Spouses cannot submit a traditional joint income tax return any more. However, there is a possibility to transfer one’s unused tax incentives into the spouse’s tax return.

The following may be transferred:

  • the unused part of the basic exemption of up to 2160 euros,

  • the unused part of the housing loan interests,

  • the unused part of the training expenses,

  • the unused part of the basic exemption for the children.

The basic exemption may be shared in the condition only if one spouse did not receive any income during the period of taxation or his/her income was less than 2160 euros. However, he/she may transfer the unused part of the basic exemption to his/her spouse if the total annual income of the spouses does not exceed 50,400 euros in a calendar year. The maximum transferable amount may be 2160 euros.

Upon transferring the amount exceeding the taxable income of the housing loan interests and training expenses into the spouse’s tax return, the same limits than for individual tax returns shall apply: the maximum amount per one tax return to be deducted is 1200 euros wherefrom the part of the housing loan interest may be with a maximum of 300 euros.

Example 1

The annual income of spouse A is 51,000 euros, the annual income of spouse B is 500 euros.
Whereas the total annual income of the spouses exceeds 50,400 euros, then spouse A cannot use the part of the basic exemption of the spouse that remains unused (2160 – 500 = 1660 euros).

Example 2

The annual income of spouse A is 30,000 euros, the annual income of spouse B is 1000 euros.
Whereas the total annual income of the spouses is 31,000 euros (less than 50,400 euros), then spouse A may use the basic exemption of spouse B which remained unused – 1160 euros (2160 – 1000 = 1160).

Example 3

The annual income of spouse A is 49,000 euros, the annual income of spouse B is 1000 euros.
The total annual income of the spouses is 50,000 euros (less than 50,400 euros).

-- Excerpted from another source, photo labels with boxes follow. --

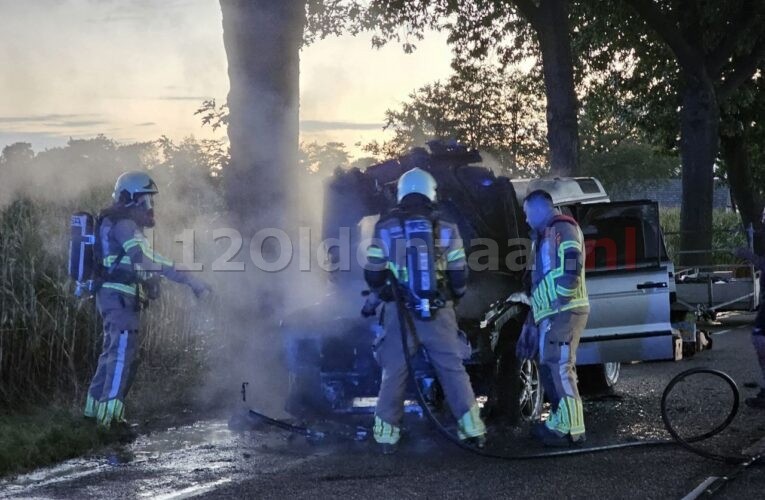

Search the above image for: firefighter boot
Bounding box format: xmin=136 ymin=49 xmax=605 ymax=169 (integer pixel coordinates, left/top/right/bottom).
xmin=457 ymin=403 xmax=486 ymax=448
xmin=372 ymin=415 xmax=401 ymax=455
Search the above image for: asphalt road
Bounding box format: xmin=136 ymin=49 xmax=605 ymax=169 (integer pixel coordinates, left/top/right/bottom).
xmin=0 ymin=315 xmax=765 ymax=500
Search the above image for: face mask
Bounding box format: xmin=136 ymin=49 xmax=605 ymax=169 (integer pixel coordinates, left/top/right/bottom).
xmin=135 ymin=194 xmax=154 ymax=210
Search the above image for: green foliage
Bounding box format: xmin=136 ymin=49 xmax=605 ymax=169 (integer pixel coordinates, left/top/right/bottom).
xmin=0 ymin=136 xmax=227 ymax=407
xmin=366 ymin=61 xmax=546 ymax=177
xmin=581 ymin=140 xmax=680 ymax=195
xmin=0 ymin=405 xmax=116 ymax=477
xmin=659 ymin=208 xmax=747 ymax=266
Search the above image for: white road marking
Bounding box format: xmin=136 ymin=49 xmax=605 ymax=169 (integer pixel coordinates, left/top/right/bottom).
xmin=142 ymin=477 xmax=233 ymax=500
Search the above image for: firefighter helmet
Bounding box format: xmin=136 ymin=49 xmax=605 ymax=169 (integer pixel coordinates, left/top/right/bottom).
xmin=112 ymin=171 xmax=159 ymax=205
xmin=398 ymin=168 xmax=438 ymax=203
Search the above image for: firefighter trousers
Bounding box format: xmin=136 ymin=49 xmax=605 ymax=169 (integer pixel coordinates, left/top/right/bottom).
xmin=539 ymin=309 xmax=589 ymax=436
xmin=375 ymin=303 xmax=474 ymax=436
xmin=85 ymin=288 xmax=140 ymax=427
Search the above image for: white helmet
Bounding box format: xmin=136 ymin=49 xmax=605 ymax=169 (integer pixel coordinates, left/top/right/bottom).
xmin=398 ymin=168 xmax=438 ymax=203
xmin=112 ymin=171 xmax=159 ymax=204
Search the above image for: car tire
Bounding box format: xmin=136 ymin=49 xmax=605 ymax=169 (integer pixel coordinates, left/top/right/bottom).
xmin=576 ymin=362 xmax=621 ymax=396
xmin=494 ymin=343 xmax=544 ymax=425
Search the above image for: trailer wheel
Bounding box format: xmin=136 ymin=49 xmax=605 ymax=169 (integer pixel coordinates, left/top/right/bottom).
xmin=576 ymin=362 xmax=622 ymax=396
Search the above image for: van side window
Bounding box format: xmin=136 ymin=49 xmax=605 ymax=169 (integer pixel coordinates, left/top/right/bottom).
xmin=576 ymin=203 xmax=666 ymax=271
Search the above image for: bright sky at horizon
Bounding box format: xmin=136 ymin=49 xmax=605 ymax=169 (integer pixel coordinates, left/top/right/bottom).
xmin=0 ymin=0 xmax=451 ymax=156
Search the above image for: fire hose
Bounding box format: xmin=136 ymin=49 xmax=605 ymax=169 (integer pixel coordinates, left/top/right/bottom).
xmin=242 ymin=278 xmax=763 ymax=474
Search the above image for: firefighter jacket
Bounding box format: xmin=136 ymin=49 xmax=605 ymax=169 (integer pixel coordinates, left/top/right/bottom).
xmin=364 ymin=199 xmax=468 ymax=301
xmin=531 ymin=215 xmax=590 ymax=324
xmin=98 ymin=211 xmax=189 ymax=298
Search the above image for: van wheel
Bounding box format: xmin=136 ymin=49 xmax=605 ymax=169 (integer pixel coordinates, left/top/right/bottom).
xmin=495 ymin=344 xmax=544 ymax=425
xmin=576 ymin=362 xmax=622 ymax=396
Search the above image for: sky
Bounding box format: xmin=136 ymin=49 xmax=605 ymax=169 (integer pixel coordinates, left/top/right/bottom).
xmin=0 ymin=0 xmax=451 ymax=157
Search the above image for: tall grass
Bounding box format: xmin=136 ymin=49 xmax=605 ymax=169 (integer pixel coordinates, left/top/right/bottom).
xmin=0 ymin=192 xmax=215 ymax=413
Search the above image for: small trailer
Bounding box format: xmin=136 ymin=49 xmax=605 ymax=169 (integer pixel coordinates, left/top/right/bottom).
xmin=672 ymin=264 xmax=760 ymax=319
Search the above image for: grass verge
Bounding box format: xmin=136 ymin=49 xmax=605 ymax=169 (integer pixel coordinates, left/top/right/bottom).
xmin=0 ymin=407 xmax=119 ymax=477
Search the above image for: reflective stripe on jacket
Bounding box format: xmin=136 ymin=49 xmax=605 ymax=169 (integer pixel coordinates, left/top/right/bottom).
xmin=364 ymin=208 xmax=467 ymax=297
xmin=531 ymin=216 xmax=590 ymax=323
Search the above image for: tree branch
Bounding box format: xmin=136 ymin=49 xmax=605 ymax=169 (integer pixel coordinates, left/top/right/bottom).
xmin=717 ymin=35 xmax=765 ymax=102
xmin=512 ymin=0 xmax=544 ymax=30
xmin=707 ymin=0 xmax=759 ymax=75
xmin=624 ymin=0 xmax=704 ymax=74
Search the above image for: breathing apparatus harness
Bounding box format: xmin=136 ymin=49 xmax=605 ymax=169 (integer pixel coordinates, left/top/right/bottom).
xmin=243 ymin=272 xmax=763 ymax=467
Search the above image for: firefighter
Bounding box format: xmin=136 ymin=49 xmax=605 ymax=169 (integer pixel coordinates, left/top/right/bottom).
xmin=523 ymin=190 xmax=590 ymax=446
xmin=362 ymin=168 xmax=486 ymax=454
xmin=734 ymin=205 xmax=765 ymax=409
xmin=84 ymin=172 xmax=211 ymax=429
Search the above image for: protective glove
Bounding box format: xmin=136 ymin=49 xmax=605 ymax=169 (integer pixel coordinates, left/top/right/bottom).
xmin=515 ymin=311 xmax=539 ymax=359
xmin=361 ymin=292 xmax=382 ymax=318
xmin=186 ymin=276 xmax=212 ymax=299
xmin=733 ymin=247 xmax=754 ymax=260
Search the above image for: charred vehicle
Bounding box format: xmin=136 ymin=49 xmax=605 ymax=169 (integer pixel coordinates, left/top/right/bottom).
xmin=283 ymin=142 xmax=673 ymax=421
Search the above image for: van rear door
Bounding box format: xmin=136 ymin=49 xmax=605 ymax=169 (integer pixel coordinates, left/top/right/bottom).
xmin=570 ymin=200 xmax=674 ymax=364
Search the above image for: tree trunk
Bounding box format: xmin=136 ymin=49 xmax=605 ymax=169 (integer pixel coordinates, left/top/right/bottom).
xmin=531 ymin=0 xmax=579 ymax=176
xmin=721 ymin=135 xmax=765 ymax=254
xmin=212 ymin=0 xmax=305 ymax=412
xmin=680 ymin=72 xmax=720 ymax=266
xmin=220 ymin=0 xmax=305 ymax=229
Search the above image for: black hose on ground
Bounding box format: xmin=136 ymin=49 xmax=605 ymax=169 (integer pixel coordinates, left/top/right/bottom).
xmin=391 ymin=277 xmax=751 ymax=464
xmin=243 ymin=284 xmax=761 ymax=466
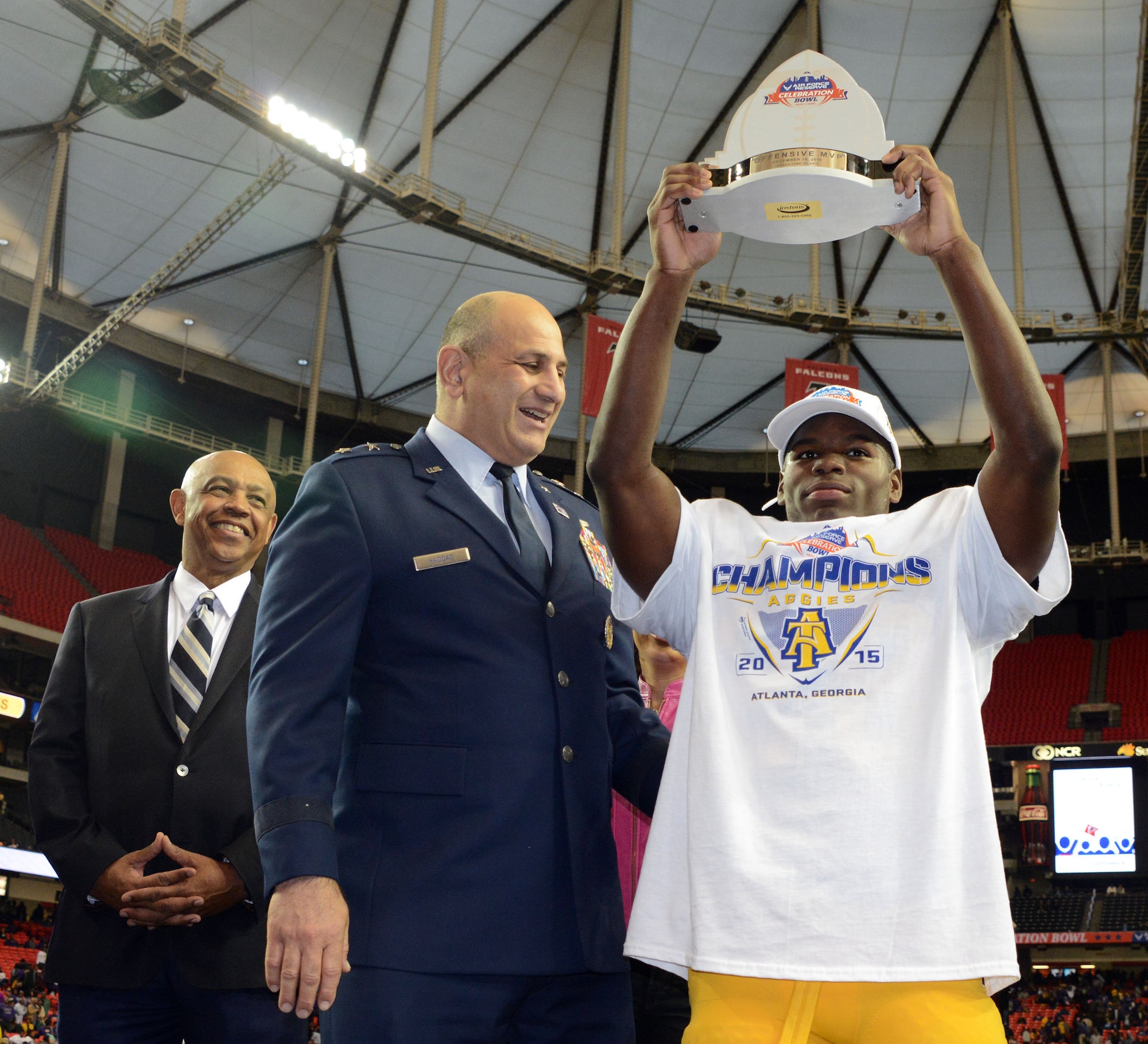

Although a part of the basic exemption of 1160 euros remains unused by spouse B (2160 – 1000 = 1160), then spouse A may use from this only 400 euros or the part that falls short of the limit of 50,400 euros (49,000 + 1000 = 50,000).

Example 4

The annual income of spouse A is 47,000 euros, the annual income of spouse B is 1420 euros.
The total annual income of the spouses is 48,420 euros. The part of the basic exemption that remains unused by spouse B is 740 euros (2160 – 1420 = 740) may be entirely used by spouse A.

Transfer of tax incentives in an electronic tax return

  • We recommend to submit first a tax return of the spouse whose annual income is less or who has more incentives to be deducted.

  • The system offers the transfer of the unused basic exemption, increased basic exemption for the children, housing loan interest and training expenses into the spouse’s tax return automatically. Nothing shall be indicated in a tax return by hand.

  • If a person has no unused tax incentives, then the system does not offer any transfer possibility either.